For that very reason, it’s been especially edifying for me to peruse the transcript of a presentation by Jim Borel, a E I Du Pont De Nemours And Co (NYSE:DD) executive vice president, with responsibility for the company’s agricultural and nutrition businesses. At mid-week, Borel addressed analysts at the RBC Capital Markets Global Industrials Conference in Las Vegas.

The action never ceases

Before I pass along some of Borel’s specific comments about E I Du Pont De Nemours And Co (NYSE:DD)’s agriculture and nutrition segments, let’s review the bidding on some of the recent structural changes that have been completed, or are pending, at DuPont:

1). In 2011, E I Du Pont De Nemours And Co (NYSE:DD) paid $6.3 billion, including debt assumptions, for Danisco, a global enzyme and specialty food ingredients company based in Denmark.

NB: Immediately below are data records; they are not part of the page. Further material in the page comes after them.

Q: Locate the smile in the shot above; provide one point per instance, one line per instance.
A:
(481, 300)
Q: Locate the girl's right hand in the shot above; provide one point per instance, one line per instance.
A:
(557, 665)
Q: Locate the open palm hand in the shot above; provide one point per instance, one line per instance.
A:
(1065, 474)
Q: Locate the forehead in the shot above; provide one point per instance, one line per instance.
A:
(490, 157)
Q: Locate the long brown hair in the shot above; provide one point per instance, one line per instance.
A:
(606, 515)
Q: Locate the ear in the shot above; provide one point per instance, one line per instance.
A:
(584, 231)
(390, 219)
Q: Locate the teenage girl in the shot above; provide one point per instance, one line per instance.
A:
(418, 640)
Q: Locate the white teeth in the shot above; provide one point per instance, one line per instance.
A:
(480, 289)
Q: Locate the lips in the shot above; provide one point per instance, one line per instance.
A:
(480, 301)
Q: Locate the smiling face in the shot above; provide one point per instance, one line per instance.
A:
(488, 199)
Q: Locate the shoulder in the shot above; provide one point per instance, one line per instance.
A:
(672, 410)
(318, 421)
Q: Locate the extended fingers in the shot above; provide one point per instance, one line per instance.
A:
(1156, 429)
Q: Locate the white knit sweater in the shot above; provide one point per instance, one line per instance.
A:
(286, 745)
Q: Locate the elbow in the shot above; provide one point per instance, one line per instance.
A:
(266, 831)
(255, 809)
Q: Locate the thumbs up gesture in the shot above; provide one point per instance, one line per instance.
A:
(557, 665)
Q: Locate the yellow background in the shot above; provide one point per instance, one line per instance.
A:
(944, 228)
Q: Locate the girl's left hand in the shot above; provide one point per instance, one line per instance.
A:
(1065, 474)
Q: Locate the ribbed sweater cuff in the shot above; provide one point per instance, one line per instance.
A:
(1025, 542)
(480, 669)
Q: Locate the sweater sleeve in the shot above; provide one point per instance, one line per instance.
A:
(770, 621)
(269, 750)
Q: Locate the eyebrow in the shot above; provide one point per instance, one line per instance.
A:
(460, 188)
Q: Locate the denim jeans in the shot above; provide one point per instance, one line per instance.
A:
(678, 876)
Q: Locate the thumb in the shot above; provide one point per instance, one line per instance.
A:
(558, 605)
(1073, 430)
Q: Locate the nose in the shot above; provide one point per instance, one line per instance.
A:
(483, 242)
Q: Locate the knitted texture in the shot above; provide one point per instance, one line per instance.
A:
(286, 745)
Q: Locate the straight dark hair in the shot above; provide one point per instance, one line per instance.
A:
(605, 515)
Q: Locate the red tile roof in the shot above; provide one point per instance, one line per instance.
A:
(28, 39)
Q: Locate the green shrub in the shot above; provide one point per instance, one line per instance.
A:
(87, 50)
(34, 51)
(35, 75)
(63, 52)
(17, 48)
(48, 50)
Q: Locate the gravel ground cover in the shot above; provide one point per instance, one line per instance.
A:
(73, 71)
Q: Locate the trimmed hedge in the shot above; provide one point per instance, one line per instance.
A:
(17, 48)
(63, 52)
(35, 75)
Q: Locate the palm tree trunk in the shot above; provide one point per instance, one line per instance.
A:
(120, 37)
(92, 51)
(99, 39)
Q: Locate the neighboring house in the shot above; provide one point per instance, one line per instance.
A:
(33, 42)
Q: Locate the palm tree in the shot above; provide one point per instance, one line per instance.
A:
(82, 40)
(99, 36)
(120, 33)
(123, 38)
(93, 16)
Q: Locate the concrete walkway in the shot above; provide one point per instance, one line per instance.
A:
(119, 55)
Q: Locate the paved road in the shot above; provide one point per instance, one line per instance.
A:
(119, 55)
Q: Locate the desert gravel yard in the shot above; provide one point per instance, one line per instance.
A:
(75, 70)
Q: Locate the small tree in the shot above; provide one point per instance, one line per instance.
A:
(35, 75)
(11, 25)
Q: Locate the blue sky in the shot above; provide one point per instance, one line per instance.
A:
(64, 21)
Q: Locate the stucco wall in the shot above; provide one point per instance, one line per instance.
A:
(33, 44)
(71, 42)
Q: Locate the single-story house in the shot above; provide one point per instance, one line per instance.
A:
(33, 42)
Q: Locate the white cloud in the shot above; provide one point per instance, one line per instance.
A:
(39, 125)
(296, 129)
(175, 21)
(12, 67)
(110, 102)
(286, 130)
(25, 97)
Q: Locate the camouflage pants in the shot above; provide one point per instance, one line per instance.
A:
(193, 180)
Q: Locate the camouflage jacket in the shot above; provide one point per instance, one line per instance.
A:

2). Last year, DuPont sold its car paint unit to the Carlyle Group LP (NASDAQ:CG), a private equity firm, for $5 billion.

3). Also in 2012, DuPont acquired the remaining 28% it didn’t already own in Solae, a St. Louis-based developer of soy-based ingredients.

4). Last month, following an arduous three-year process, the company completed a transaction that gave it 80% of South Africa’s Pannar Seed. It thereby has gained an entree to effect much-needed agricultural improvements and efficiencies on that giant continent.

5). With its Performance Chemicals segment suffering major declines in both revenues and operating income during the most recent quarter, it’s a safe bet that the laggard operation will belong to someone else within the reasonably near term. A sale of the unit likely would fetch about $10 billion.

Real indications of progress

With those significant events as a backdrop, let’s now look at some of Borel’s key comments about DuPont’s progress in the agricultural and nutrition segments:

1). Between 2010 and 2012, the ag businesses outstripped its peers, growing at an annual 15% rate.

2). The Dansco acquisition has become accretive to the company far faster than was expected, having added about $0.25 to 2012 EPS.

3). In crop protection, the company is already nearing $900 million in revenues from “our blockbuster insect control products called Rynaxypyr.” (There will be a spelling test.) Beyond that, it has recently added two other unpronounceable, but effective, disease-control products to its repertoire.